Birazdan yazacaklarımı 14 ay gecikmeli yazıyorum.

Gecikmeli yazıyorum, çünkü Türkiye Cumhuriyeti’nin bir hukuk devleti olduğu fikrinden yola çıkarak, konunun hukuki yollardan sonuçlanmasını bekledim.

Ancak hiçbir gelişme yaşanmadı ve bana da yazmaktan başka çare kalmadı.

★★★

Günlerden 20 Şubat 2020. Saatler 17:15’i gösteriyor. Muğla İli Kamu Hastaneleri Başkanı Dr. Esin Nebioğlu, bir meslektaşıyla birlikte odasında toplantı yapıyor.

Bu sırada dışarıda bazı bağrışmalar duyuluyor. Bir erkek sesi “Ben onlara gösteririm. Onlar kimmiş. Yeter artık” diye haykırıyor. “Herhalde öfkeli bir hasta yakını” diye düşünüyorlar.

O da ne. O öfkeli ses bulundukları odaya giriyor.

Bir erkek, sağ eli yumruk olmuş omuz hizasında. Dr. Esin Hanım’ın makam masasına dayanıp bağırmaya devam ediyor. Doktor Hanım korkusundan dona kalıyor.

“Sen kim oluyorsun. Bunlar hep senin yüzünden yaşanıyor. Bütün gün oturuyorsun. Provoke ediyorsun. Talimatlar veriyorsun. Sen yazdırıyorsun.”

Dr. Esin Nebioğlu çok korka korka karşılık veriyor: “Beyefendi n’oluyor. Bir yanlış anlaşılma var galiba. Siz kimden bahsediyorsunuz. Sakin olun lütfen.”

Öfkeli erkek susmuyor.

“Sen benim kim olduğumu biliyor musun? İstesem buradaki herkesi sürdürtebilirim. Ben sıradan memur değilim. Mahvederim sizi. Bir telefonla Sağlık Bakanı’nı buraya getiririm.”

Dr. Esin Hanım öfkeli beyefendinin kim olduğunu bilmiyor ama durum yardımcısı içeri girip öfkeli erkeği yatıştırmaya çalışınca anlaşılıyor.

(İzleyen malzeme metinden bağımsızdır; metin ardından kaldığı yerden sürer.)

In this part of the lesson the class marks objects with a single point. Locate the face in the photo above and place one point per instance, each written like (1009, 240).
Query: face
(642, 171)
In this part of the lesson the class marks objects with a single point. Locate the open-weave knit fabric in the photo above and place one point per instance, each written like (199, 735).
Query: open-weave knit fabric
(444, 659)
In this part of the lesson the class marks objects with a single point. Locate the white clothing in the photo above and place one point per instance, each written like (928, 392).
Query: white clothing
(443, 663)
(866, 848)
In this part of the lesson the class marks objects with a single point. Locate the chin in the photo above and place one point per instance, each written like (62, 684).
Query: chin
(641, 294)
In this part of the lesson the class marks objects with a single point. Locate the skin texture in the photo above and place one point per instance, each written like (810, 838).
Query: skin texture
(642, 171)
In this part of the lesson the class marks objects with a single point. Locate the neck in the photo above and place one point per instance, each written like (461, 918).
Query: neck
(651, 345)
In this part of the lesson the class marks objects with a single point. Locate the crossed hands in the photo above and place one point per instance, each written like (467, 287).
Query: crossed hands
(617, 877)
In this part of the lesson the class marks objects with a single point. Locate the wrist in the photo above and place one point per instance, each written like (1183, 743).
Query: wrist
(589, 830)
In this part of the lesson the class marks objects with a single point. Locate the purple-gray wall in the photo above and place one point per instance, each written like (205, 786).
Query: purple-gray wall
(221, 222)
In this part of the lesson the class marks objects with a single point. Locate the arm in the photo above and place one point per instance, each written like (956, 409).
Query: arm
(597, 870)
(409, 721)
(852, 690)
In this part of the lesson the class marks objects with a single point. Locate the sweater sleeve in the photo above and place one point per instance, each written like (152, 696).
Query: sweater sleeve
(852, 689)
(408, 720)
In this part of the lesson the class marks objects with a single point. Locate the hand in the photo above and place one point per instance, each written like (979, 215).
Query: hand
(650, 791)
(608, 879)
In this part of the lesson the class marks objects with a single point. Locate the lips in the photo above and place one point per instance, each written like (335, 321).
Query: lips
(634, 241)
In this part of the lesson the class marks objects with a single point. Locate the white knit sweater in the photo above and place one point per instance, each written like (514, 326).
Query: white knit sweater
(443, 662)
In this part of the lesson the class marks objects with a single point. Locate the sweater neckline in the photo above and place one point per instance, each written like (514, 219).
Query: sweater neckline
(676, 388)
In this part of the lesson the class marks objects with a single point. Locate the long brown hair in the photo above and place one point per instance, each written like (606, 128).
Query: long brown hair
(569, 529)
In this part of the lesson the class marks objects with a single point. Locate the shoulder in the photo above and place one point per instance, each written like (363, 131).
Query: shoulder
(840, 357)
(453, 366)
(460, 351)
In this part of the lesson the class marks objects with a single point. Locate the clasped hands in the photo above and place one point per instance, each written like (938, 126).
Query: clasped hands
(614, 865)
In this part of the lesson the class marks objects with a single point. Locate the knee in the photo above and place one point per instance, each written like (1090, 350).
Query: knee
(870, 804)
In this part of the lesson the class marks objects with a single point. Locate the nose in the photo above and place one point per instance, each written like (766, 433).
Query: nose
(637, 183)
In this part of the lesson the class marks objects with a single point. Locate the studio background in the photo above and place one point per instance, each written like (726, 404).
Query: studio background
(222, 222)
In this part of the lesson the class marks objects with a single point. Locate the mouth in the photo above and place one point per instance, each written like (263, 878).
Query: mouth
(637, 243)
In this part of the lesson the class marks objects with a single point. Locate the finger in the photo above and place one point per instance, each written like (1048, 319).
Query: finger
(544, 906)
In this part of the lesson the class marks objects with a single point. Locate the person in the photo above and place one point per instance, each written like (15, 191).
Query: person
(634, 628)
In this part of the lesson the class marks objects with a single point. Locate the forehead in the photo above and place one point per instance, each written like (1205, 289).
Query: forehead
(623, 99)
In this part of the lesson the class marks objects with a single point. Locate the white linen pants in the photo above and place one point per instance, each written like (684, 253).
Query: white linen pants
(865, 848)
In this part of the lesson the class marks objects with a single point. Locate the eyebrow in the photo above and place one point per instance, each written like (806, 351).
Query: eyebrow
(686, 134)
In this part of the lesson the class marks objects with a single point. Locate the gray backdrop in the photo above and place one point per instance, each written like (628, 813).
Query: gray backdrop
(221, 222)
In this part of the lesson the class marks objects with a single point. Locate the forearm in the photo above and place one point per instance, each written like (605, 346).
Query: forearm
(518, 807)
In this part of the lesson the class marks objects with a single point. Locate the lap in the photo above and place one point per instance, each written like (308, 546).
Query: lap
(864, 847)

Sağlık Bakanı Fahrettin Koca’yı bir telefonda oraya götüreceğini söyleyen öfkeli erkek, Dr. Esin Hanım’ın ebe kökenli yardımcısının eşi çıkıyor.

Belli ki evde eşini amirine karşı doldurmuş. “Bütün gün boş oturuyor, provoke ediyor, yazdırıyor” gibi bilgiler vermiş.

Dr. Esin Nebioğlu yaşadığı gerilimin şokunu atlatır atlatmaz şikayetçi oluyor, ifade veriyor. Yaşananlara tanık olanlar benzer ifadeleri tekrarlıyor. Ancak önemli bir engele çarpıyor.

Sağ yumruğunu omuz hizasına kaldırıp üzerine yürüyen öfkeli erkek, Muğla Adliyesi’nde görevli bir hakim çıkıyor ve hakimlerin soruşturma izinlerini Hakimler Savcılar Kurulu veriyor.

Aradan geçen 14 ayda HSK’da yaprak dahi kımıldamazken, Muğla Adliyesi’ndeki meslek dayanışması devreye giriyor. Dr. Esin Nebioğlu iftira atmakla suçlanıyor. Mağdurken sanık durumuna düşüyor.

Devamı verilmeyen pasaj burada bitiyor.